– Nie wyobrażam sobie, żebyśmy teraz osiedli na laurach i czekali aż sezon się skończy, bo cel minimum został wykonany. Dopóki jest szansa, musimy robić wszystko, aby wycisnąć 100% z tych rozgrywek – powiedział Karol Rawiak, przyjmujący Polskiego Cukru Avii Świdnik.
W swoim ostatnim meczu pokonaliście w Sulęcinie Olimpię, ale chyba mecz ten nie należał do najłatwiejszych? Jak on wyglądał z twojej perspektywy?
Karol Rawiak: – Wydaje mi się, że wynik oddaje przebieg meczu. Spotkanie było wyrównane, ale z naszą przewagą. Mieliśmy problem z zatrzymaniem atakującego zespołu z Sulęcina i to powodowało naszą frustrację, ale w końcu to zrobiliśmy i wróciliśmy do Świdnika z trzema punktami.
Po spotkaniu trener Chwastyniak trochę narzekał, że sami skomplikowaliście sobie zadanie. Też uważasz, że podaliście rękę przeciwnikom i później musieliście bronić się przed tie-breakiem?
– Od pierwszej partii mieliśmy problem ze skończeniem seta. Nie wiem, skąd w nasze szeregi wkrada się rozluźnienie albo przekonanie, że zaraz samo się wygra. Dziwi mnie to, zwłaszcza, że już kilka razy w tym sezonie gubiło nas takie zachowanie, ale jak widać, jeszcze się z tym nie uporaliśmy.
Obecnie zajmujecie bezpieczną pozycję w ósemce. Oznacza to, że do kolejnych meczów będziecie mogli podejść spokojniej, bo utrzymanie macie już praktycznie zagwarantowane? Czy jednak chcecie powalczyć jeszcze o jak najlepsze rozstawienie przed play-off?
– Nie wyobrażam sobie, żebyśmy teraz osiedli na laurach i czekali aż sezon się skończy, bo cel minimum został wykonany. Jesteśmy na siódmym miejscu, ale różnica do zespołu z czwartego miejsca wynosi siedem punktów, a do rozegrania mamy jeszcze bezpośrednie mecze zarówno z KPS-em Siedlce, jak i Norwidem Częstochowa. Dopóki jest szansa, musimy robić wszystko, aby wycisnąć 100% z tych rozgrywek.

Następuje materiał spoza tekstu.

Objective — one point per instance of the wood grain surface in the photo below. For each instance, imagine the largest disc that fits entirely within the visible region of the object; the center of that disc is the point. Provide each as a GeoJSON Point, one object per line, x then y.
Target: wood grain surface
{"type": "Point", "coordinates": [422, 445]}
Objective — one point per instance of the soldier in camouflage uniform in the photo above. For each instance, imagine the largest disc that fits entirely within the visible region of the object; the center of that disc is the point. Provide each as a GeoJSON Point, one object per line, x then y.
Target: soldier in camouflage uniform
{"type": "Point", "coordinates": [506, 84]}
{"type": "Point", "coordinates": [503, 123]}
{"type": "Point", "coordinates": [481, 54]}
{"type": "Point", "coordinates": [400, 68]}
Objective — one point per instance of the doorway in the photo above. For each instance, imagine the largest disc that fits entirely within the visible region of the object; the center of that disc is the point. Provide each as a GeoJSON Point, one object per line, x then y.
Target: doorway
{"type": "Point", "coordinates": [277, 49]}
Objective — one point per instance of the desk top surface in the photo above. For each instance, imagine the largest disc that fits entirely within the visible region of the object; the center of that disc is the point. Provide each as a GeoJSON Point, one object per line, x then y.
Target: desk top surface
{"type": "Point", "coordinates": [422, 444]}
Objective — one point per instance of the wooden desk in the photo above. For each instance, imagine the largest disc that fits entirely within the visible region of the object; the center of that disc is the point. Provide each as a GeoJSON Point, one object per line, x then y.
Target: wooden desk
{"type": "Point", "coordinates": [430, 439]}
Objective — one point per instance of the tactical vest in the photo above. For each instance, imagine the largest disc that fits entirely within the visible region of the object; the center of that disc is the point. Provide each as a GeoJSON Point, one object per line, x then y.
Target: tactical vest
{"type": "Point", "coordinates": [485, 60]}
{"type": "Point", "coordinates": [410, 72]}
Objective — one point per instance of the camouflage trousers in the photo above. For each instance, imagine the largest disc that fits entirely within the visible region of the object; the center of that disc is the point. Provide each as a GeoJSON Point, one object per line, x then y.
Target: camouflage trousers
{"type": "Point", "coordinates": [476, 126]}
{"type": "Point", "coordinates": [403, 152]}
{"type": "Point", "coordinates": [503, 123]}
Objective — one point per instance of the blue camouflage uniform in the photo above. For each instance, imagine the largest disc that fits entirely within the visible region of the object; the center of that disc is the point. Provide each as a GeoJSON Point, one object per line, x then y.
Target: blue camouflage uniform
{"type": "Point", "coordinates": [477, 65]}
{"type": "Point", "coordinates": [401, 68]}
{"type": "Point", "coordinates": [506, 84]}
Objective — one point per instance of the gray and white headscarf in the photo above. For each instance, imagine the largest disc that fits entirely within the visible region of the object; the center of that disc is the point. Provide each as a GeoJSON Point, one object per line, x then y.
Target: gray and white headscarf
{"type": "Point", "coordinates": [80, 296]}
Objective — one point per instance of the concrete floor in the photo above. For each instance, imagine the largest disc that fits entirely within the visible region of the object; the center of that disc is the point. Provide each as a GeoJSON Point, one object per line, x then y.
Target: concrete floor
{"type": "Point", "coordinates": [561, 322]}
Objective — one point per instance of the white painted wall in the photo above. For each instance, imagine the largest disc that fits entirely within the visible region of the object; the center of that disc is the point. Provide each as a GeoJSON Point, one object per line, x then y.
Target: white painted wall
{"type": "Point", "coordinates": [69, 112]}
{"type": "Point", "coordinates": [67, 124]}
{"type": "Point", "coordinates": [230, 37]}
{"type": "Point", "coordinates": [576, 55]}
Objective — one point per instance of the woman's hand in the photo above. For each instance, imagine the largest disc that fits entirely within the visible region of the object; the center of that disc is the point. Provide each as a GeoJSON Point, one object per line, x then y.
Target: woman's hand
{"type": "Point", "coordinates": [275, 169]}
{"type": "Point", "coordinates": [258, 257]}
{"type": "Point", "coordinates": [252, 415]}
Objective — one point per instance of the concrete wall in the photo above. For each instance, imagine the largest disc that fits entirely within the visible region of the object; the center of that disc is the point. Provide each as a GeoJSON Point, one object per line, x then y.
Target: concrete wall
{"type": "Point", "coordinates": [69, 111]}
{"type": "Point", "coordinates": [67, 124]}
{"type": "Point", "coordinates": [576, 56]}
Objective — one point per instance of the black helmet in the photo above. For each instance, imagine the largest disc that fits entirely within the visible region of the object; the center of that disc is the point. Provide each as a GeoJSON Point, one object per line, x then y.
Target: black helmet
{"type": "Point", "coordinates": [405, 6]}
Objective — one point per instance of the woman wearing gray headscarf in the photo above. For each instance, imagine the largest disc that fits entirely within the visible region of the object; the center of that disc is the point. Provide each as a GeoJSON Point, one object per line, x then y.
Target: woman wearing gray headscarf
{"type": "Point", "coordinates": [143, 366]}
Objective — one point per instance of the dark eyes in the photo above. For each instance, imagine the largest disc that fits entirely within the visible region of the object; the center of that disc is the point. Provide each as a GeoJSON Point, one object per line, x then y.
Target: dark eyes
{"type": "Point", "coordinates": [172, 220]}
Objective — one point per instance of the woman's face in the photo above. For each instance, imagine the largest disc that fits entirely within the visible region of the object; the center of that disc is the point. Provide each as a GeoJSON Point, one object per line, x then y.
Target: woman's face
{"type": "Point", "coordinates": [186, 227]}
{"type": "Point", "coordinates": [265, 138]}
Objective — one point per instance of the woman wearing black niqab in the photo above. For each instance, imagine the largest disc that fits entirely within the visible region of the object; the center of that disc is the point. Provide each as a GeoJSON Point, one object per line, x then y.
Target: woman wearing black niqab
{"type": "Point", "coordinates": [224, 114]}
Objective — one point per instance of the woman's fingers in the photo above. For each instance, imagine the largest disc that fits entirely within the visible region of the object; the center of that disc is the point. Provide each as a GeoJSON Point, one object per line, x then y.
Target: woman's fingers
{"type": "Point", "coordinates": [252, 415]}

W weekend nie graliście, bo wasz mecz został zaplanowany na późniejszy termin. Była więc okazja do spokojniejszego treningu? Jak wykorzystaliście ten okres?
– Trener zrobił nam małe wakacje. Po meczu dostaliśmy wolne. W niedzielę spotkaliśmy się i zaczęliśmy przygotowania do meczu z Norwidem.
Przed wami starcie u siebie z Norwidem. To drużyna wyżej notowana, ale wam chyba z takimi rywalami gra się lepiej? Czego spodziewasz się po grze częstochowian?
– Chcemy wygrać ten mecz. Zepsuliśmy sobie humory tuż przed świętami, przegrywając w czterech setach w Częstochowie. Dlatego motywacja na to spotkanie będzie podwójna. Będziemy do niego dobrze przygotowani i wierzę, że trzy punkty zostaną Świdniku.